Les températures moyennes au niveau mondial ont été 0,33° plus élevées que la moyenne, avec des records battus un peu partout dans le monde et des canicules prolongées. Plus les années passent, et plus la tendance au réchauffement s’accélère.

Le mois de juillet en France a été marqué par un temps assez maussade. « Les températures sont restées inférieures aux normales de saison une grande partie du mois, notamment du 12 au 16 avec un pic de fraîcheur marqué », observe Météo France. Le déficit d’ensoleillement a dépassé les 20 % dans certaines régions et le mois a été particulièrement pluvieux.

Une météo pourrie qui offre un contraste saisissant avec la situation mondiale et européenne. Selon le réseau de surveillance Copernicus, le mois de juillet 2021 a été le troisième mois de juillet le plus chaud jamais mesuré, derrière ceux de 2019 et 2016. Au niveau européen, c’est même le deuxième mois de juillet le plus chaud après celui de 2010. La température mensuelle moyenne a été 0,33 °C plus élevée que la moyenne normale constatée sur la période 1991-2020.

Anomalies de température pour juillet 2021 par rapport à la moyenne de juillet pour la période 1991-2020. © Copernicus Climate Change Service/ECMWF 

49,1 °C en Turquie

Un peu partout dans le monde, des vagues de chaleur exceptionnelles ont fait grimper le thermomètre à des niveaux stratosphériques. Lundi 2 août, le Premier ministre grec Kyriakos Mitsotakis a prévenu que son pays était frappé par « la pire canicule depuis celle de 1987 »​, avec des températures maximales de 44 à 45 °C dans le Péloponnèse et en Thessalie. La Turquie a battu son record de température absolu avec 49,1 °C enregistrés le 20 juillet à Cizre au sud-est du pays. Des records ont aussi été franchis au Maroc, au Canada, au Japon, aux États-Unis ou en Sibérie, qui a connu plusieurs journées à plus de 39 °C. Le record historique de température maximale quotidienne a été battu en Irlande du Nord, et les températures ont été bien supérieures à la moyenne dans l’est de l’Islande et dans certaines parties de l’est du Groenland, note également Copernicus.

Anomalies de température mensuelles de la moyenne mondiale et de la moyenne européenne par rapport à 1991-2020. Les barres de couleur plus foncées indiquent les valeurs de juillet. © Copernicus Climate Change Service/ECMWF 

38 °C en plein hiver !

Dans l’hémisphère Sud, les températures ont été anormalement douces en Patagonie, et l’Australie a enregistré son quatrième mois de juillet le plus chaud jamais vécu, avec une moyenne mensuelle 1,77 °C au-dessus de la moyenne 1961-1990, selon le Bureau australien de météorologie.
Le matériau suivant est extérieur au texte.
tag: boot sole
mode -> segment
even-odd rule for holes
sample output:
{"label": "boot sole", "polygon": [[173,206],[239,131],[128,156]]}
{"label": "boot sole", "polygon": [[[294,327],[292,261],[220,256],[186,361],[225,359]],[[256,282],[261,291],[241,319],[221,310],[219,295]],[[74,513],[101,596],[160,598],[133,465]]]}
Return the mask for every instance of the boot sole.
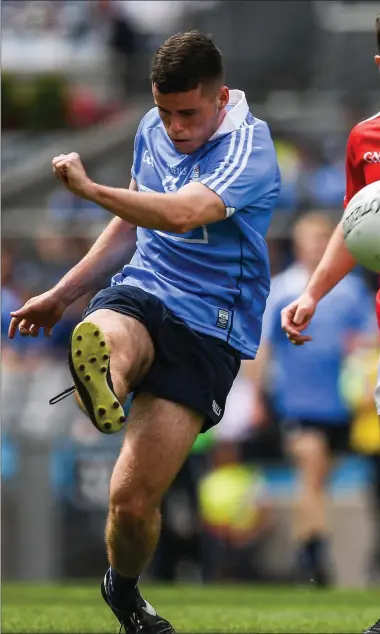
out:
{"label": "boot sole", "polygon": [[70,342],[69,365],[91,422],[103,434],[119,432],[126,421],[110,374],[110,349],[99,326],[78,324]]}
Le thermomètre a grimpé jusqu’à 38,1 °C à Kalumburu, dans le nord de Kimberley, en Australie-Occidentale, alors que nous sommes en plein hiver là-bas

Il n’est pas impossible qu’on atteigne d’ici quelques années des records à 50 °C en France

Il y a bien sûr des phénomènes ponctuels et locaux qui expliquent ces températures exceptionnelles. La canicule au Canada était par exemple due à un « dôme de chaleur » où un anticyclone reste bloqué pendant plusieurs jours au-dessus d’une région, avec des vents contournant la zone d’air chaud sans parvenir à la pénétrer.
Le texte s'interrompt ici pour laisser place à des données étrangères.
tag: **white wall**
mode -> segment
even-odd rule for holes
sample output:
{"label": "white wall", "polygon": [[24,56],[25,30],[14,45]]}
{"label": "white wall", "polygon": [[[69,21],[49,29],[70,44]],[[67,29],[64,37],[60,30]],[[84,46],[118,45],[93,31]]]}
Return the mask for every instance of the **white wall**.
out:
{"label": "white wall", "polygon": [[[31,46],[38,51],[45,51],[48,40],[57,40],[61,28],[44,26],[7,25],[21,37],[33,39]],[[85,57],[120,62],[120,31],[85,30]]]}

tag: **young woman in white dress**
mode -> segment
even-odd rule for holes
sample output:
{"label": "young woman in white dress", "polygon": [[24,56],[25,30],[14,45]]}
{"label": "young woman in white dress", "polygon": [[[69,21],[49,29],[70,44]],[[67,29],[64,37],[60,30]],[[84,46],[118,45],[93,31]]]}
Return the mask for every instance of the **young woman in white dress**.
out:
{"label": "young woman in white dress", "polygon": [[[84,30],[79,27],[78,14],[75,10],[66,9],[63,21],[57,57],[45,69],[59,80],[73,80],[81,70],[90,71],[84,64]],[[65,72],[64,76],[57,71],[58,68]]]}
Mais l’accumulation des records dans les dernières années laisse bien penser que l’augmentation des gaz à effet de serre dans l’atmosphère y est pour quelque chose. « Il y a un accord général sur le fait que la période de 2015 à 2020 est beaucoup plus chaude à l’échelle mondiale que toute autre période précédente, affirme ainsi Copernicus. La température mondiale a augmenté à un rythme moyen proche de 0,2 °C par décennie depuis la fin des années 1970 ».

Il faut donc s’attendre à des nouveaux records dans les années à venir. « Du fait du réchauffement climatique, la chaleur qui remonte du Sahara est de plus en plus intense et il n’est pas impossible qu’on atteigne d’ici quelques années des records à 50 °C en France », avertit le climatologue Guillaume Séchet dans Le Parisien. Les vacanciers qui se lamentent du temps frais sur la Bretagne actuellement feraient bien d’en profiter…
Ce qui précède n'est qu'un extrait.